上一篇文章中已经通过将dsets.py实现将数据集封装加载,之后就可以通过建立了模型并编写training脚本实现模型的训练了。这一篇文章主要是对《pytorch深度学习实战》第11章内容做的笔记。
一、目标
1、建立简单的卷积神经网络
2、编写训练函数
3、编写训练日志(训练和验证过程的loss,accuracy等)数据结构
4、使用tensorboard可视化训练信息。
二、要点说明
1. 对函数使用通用的系统进程级别的调用
原书代码的【code/p2_run_everything.ipynb】的cell2中,定义了一个通用的系统进程方式的调用方法。通过这种方法可以调用所有脚本中的函数。
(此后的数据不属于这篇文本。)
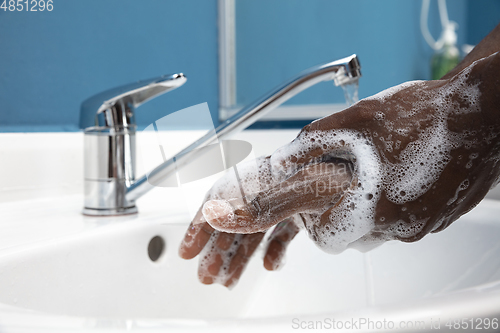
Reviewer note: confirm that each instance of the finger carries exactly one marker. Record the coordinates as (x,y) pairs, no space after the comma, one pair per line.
(246,249)
(225,265)
(195,239)
(315,187)
(282,235)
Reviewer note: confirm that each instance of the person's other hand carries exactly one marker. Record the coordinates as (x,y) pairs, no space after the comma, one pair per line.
(424,153)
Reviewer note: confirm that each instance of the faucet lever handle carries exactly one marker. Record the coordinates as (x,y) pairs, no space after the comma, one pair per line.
(115,106)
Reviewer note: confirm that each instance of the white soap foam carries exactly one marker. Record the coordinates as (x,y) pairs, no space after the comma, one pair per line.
(354,215)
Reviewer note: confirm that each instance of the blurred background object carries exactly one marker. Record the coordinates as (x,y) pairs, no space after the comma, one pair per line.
(52,61)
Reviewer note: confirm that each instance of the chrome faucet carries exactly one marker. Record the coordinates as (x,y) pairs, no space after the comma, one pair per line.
(109,127)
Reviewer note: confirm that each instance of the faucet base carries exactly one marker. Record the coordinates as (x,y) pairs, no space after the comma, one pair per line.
(109,212)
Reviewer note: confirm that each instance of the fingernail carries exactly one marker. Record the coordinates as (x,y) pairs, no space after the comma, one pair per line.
(217,211)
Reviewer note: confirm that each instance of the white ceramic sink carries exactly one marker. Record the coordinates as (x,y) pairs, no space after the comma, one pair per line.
(60,270)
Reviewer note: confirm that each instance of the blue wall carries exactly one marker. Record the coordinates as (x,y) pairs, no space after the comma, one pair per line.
(51,61)
(299,34)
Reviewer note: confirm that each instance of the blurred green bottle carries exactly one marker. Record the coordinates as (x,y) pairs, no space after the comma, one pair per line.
(448,56)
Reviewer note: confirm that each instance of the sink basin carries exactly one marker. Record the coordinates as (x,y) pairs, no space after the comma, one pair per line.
(62,270)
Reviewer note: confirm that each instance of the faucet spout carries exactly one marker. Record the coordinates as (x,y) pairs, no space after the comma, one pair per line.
(342,72)
(109,122)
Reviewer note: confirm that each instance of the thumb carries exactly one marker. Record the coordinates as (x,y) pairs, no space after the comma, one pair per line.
(315,187)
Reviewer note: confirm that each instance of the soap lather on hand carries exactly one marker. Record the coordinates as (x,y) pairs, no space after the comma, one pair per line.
(395,166)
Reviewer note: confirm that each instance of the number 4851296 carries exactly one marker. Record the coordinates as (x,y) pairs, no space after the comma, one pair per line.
(27,5)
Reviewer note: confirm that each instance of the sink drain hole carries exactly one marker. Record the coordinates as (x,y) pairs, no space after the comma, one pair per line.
(156,247)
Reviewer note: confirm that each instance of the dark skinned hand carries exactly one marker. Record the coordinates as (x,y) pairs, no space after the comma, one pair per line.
(398,165)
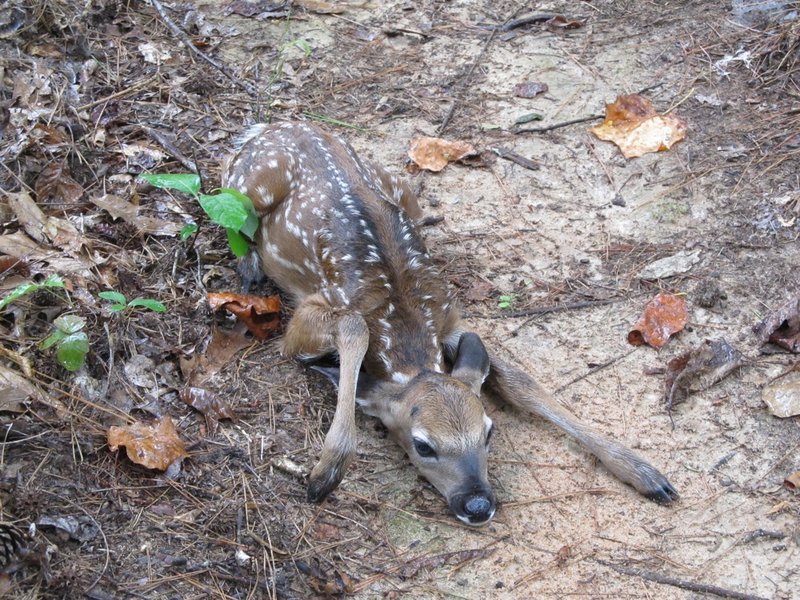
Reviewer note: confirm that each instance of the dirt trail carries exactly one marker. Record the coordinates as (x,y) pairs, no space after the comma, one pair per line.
(575,230)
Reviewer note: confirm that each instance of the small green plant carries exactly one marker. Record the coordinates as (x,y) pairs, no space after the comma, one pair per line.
(506,301)
(119,302)
(53,281)
(228,207)
(70,341)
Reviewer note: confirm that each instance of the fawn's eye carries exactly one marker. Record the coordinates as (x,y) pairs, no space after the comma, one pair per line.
(424,449)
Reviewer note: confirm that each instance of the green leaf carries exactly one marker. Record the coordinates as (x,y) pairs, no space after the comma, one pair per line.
(53,281)
(183,182)
(187,231)
(113,296)
(238,243)
(224,209)
(153,305)
(51,339)
(72,351)
(70,323)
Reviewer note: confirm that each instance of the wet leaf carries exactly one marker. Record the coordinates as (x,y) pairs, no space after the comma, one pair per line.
(433,154)
(260,314)
(663,316)
(55,188)
(782,327)
(700,368)
(119,208)
(529,89)
(72,350)
(782,396)
(632,124)
(154,446)
(212,407)
(220,351)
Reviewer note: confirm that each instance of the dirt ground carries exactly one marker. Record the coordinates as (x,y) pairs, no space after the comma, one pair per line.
(95,93)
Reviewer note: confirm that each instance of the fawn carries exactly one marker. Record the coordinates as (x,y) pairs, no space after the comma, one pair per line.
(338,234)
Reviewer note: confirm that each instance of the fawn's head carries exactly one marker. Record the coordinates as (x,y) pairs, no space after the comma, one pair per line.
(439,420)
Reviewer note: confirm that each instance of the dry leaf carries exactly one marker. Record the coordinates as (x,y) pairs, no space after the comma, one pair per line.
(700,368)
(633,124)
(154,446)
(209,404)
(782,396)
(433,154)
(54,187)
(663,316)
(260,314)
(119,208)
(221,349)
(792,481)
(782,327)
(530,89)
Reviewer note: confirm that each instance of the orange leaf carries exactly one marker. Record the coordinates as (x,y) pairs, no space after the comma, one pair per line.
(633,124)
(434,153)
(258,313)
(154,446)
(664,315)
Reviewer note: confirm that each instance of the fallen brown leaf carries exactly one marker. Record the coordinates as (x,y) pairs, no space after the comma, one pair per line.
(782,327)
(792,481)
(699,369)
(223,346)
(433,154)
(260,314)
(663,316)
(633,124)
(209,404)
(56,188)
(154,446)
(120,208)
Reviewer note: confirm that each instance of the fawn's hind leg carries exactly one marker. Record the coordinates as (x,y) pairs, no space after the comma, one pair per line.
(317,328)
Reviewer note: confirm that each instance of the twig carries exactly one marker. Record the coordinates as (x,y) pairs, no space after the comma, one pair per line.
(594,370)
(544,310)
(183,37)
(692,586)
(527,20)
(167,144)
(547,128)
(128,90)
(515,158)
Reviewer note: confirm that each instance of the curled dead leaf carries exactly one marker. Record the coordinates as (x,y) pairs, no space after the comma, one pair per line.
(700,368)
(209,404)
(633,124)
(155,446)
(260,314)
(663,316)
(433,154)
(782,327)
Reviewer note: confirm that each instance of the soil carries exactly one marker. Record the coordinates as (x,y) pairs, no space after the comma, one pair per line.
(96,93)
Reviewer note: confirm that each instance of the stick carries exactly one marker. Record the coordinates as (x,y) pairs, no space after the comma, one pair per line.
(692,586)
(557,125)
(544,310)
(183,37)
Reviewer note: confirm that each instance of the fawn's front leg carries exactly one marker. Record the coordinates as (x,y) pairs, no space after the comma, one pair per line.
(519,389)
(314,329)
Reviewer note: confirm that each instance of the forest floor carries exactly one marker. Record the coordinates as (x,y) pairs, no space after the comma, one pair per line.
(545,259)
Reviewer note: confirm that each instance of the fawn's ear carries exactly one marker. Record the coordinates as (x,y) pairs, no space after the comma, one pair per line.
(471,362)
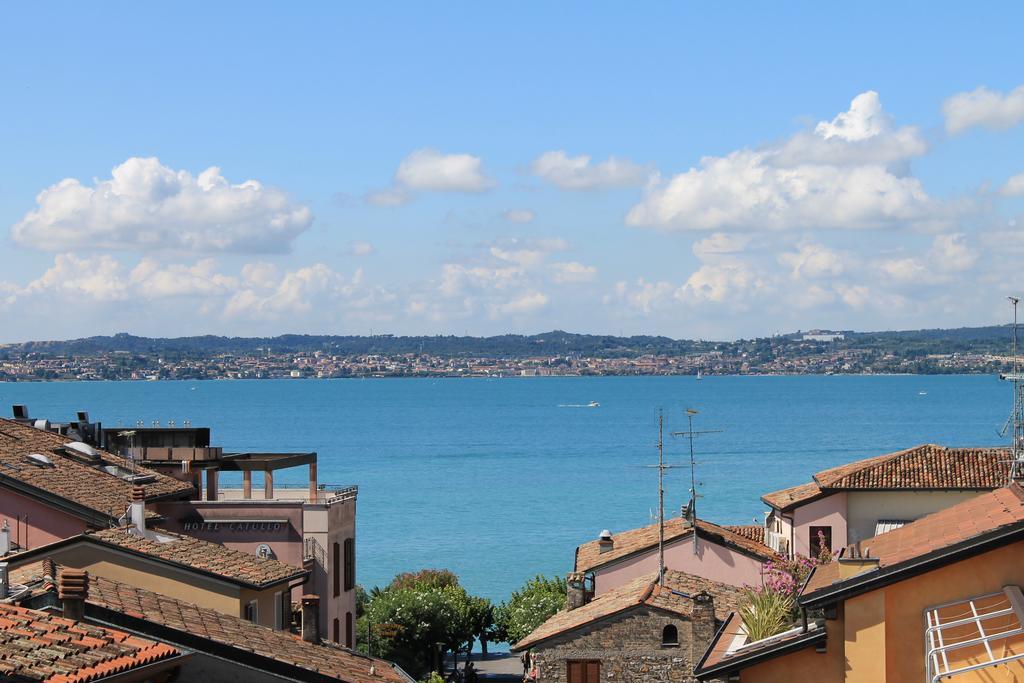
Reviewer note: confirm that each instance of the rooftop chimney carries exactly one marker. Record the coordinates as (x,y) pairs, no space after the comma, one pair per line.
(578,593)
(702,626)
(73,589)
(310,619)
(138,509)
(604,542)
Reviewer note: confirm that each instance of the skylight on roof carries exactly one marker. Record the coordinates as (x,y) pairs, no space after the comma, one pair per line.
(39,460)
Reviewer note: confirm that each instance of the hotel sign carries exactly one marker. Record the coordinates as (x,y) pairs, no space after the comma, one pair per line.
(235,525)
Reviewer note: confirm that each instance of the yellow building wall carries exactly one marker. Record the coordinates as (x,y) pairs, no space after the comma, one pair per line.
(806,666)
(906,601)
(880,636)
(173,583)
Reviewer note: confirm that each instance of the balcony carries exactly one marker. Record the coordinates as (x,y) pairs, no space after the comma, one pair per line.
(777,542)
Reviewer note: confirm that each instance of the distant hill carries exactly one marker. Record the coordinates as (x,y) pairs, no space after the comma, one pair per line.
(554,343)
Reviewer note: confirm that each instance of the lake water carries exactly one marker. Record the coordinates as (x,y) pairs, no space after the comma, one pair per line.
(499,479)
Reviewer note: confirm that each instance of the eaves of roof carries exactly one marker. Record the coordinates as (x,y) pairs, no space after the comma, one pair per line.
(875,579)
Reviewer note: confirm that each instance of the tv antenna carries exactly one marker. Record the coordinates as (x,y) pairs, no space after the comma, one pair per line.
(1017,417)
(662,467)
(690,512)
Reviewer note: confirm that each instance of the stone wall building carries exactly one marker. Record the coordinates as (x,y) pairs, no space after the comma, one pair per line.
(638,632)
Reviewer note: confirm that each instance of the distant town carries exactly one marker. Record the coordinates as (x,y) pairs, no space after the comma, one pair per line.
(557,353)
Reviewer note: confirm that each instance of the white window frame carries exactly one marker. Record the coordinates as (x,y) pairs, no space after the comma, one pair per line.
(936,650)
(254,609)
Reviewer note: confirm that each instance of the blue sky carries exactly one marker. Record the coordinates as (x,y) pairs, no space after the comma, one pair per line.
(695,170)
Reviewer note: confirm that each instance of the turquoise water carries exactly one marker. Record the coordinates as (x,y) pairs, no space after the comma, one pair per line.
(493,479)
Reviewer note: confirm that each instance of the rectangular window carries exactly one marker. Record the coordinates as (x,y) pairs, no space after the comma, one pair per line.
(349,563)
(336,568)
(252,611)
(584,672)
(820,537)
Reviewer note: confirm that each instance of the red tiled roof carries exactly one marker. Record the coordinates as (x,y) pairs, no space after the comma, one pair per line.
(38,646)
(755,532)
(589,555)
(731,635)
(68,478)
(642,591)
(238,633)
(927,467)
(196,554)
(974,517)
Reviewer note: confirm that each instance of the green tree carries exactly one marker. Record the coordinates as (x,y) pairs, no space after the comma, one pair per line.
(528,607)
(420,616)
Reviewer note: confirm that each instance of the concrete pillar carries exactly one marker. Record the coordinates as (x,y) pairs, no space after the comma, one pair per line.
(211,484)
(310,619)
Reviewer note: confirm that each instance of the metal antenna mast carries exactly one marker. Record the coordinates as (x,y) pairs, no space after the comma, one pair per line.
(662,467)
(1017,417)
(691,508)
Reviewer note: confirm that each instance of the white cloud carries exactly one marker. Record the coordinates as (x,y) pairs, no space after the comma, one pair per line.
(97,278)
(389,197)
(950,253)
(644,297)
(572,271)
(529,302)
(152,281)
(813,261)
(719,244)
(359,248)
(519,216)
(433,171)
(839,177)
(984,108)
(578,172)
(1014,186)
(147,206)
(719,284)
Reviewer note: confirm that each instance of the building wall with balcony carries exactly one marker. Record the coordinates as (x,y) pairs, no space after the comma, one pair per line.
(34,523)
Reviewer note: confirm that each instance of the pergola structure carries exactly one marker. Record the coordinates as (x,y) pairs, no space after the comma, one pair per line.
(267,463)
(973,634)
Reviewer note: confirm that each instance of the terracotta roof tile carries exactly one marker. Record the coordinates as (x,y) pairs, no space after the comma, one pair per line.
(196,554)
(925,467)
(35,645)
(642,591)
(731,644)
(71,478)
(755,532)
(240,634)
(974,517)
(589,555)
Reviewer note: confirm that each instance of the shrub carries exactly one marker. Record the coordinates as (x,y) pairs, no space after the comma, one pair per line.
(766,612)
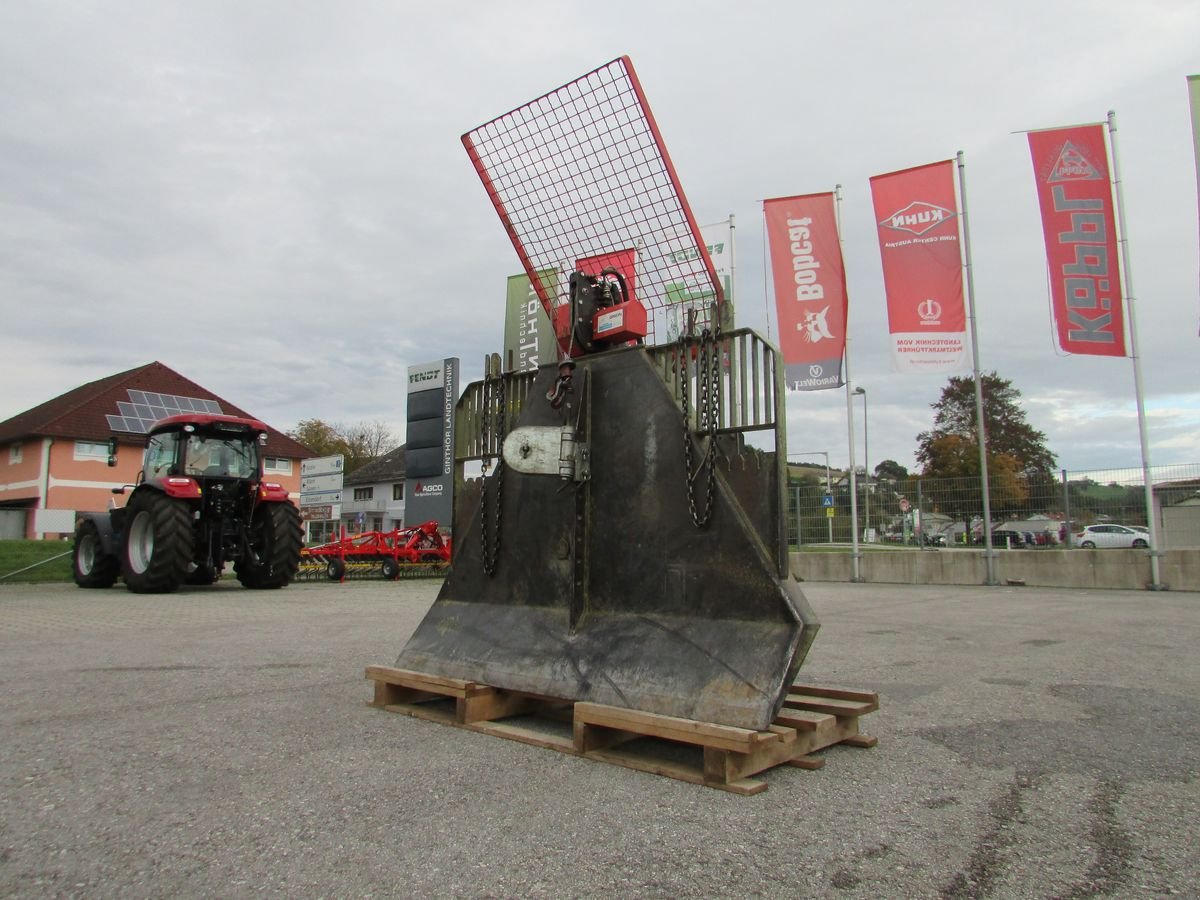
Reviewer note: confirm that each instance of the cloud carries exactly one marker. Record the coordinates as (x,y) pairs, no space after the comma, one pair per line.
(274,201)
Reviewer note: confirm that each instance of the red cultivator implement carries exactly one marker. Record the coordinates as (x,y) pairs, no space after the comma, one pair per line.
(418,550)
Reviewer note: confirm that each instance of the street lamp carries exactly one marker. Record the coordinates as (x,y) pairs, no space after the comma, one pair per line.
(828,489)
(867,467)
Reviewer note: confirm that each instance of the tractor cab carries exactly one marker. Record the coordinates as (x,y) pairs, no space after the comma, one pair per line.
(204,448)
(199,503)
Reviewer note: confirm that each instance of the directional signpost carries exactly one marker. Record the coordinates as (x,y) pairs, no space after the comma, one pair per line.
(321,489)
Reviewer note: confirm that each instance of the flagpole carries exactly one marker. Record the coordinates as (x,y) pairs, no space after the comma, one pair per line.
(1155,553)
(766,268)
(989,553)
(856,555)
(733,269)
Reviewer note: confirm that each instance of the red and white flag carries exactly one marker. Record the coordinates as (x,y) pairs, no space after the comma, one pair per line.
(1072,171)
(917,220)
(810,288)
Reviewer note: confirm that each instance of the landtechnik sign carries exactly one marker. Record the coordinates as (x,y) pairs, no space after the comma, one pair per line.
(429,455)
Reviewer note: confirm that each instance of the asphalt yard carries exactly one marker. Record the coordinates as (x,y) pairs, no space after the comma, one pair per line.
(217,742)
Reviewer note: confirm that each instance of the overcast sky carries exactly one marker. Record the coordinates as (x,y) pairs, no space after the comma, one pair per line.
(273,199)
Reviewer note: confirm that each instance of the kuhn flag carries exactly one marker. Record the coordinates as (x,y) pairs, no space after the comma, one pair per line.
(810,288)
(917,220)
(1072,171)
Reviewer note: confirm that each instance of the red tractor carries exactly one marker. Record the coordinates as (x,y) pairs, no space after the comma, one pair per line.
(199,503)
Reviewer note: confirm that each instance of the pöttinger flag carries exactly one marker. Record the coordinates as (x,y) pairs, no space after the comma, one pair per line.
(917,220)
(1071,167)
(810,288)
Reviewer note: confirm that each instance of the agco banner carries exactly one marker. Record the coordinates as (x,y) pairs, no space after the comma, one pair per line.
(429,455)
(1071,167)
(917,219)
(810,288)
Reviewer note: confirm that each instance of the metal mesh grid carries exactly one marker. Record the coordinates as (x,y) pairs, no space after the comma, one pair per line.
(582,172)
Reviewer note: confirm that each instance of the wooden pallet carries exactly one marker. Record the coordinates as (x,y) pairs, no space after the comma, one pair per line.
(701,753)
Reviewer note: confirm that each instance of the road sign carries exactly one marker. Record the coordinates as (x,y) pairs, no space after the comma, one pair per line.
(321,483)
(310,484)
(328,513)
(323,466)
(318,498)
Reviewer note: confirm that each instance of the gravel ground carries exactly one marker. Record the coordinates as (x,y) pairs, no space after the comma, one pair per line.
(1033,743)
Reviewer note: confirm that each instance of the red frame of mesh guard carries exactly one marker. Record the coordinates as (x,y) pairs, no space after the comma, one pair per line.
(582,171)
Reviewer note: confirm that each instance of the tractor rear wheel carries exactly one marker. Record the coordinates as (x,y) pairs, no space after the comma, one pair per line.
(159,540)
(93,567)
(203,574)
(273,556)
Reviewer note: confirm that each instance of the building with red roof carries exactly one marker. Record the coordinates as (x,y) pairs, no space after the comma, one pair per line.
(54,457)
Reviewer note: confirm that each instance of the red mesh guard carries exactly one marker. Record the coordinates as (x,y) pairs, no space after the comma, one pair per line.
(582,172)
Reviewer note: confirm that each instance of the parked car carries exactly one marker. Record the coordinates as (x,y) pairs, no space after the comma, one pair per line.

但个人认为还是挺麻烦的,一点都不人性化。
def run(app, *argv):
argv = list(argv)
argv.insert(0, '--num-workers=4') # <1> 使用4个核
log.info("Running: {}({!r}).main()".format(app, argv))
app_cls = importstr(*app.rsplit('.', 1)) # <2> # 动态加载库
app_cls(argv).main() # 调用app类的main函数
log.info("Finished: {}.{!r}).main()".format(app, argv))
使用示例:从p2ch11文件夹的training.py文件中importLunaTrainingApp类并调用其main函数,函数的输入参数是epochs=1。
run('p2ch11.training.LunaTrainingApp', '--epochs=1')
其中:
1.1 importstr函数
函数是为了实现动态调用各个库和库函数。类似于from 【pkg_name】 import 【func_name】的作用。通过importstr可以实现动态加载函数,而不用调用前用import声明。
1.2 rsplit函数
函数用法:list = str.rsplit(sep, maxsplit)。可参考下面的文章。简单而言就是对字符【str】按照【sep】分隔符进行拆分,从字符右侧开始拆分,一共拆分【maxsplit】次。返回的是拆分结果是一个list。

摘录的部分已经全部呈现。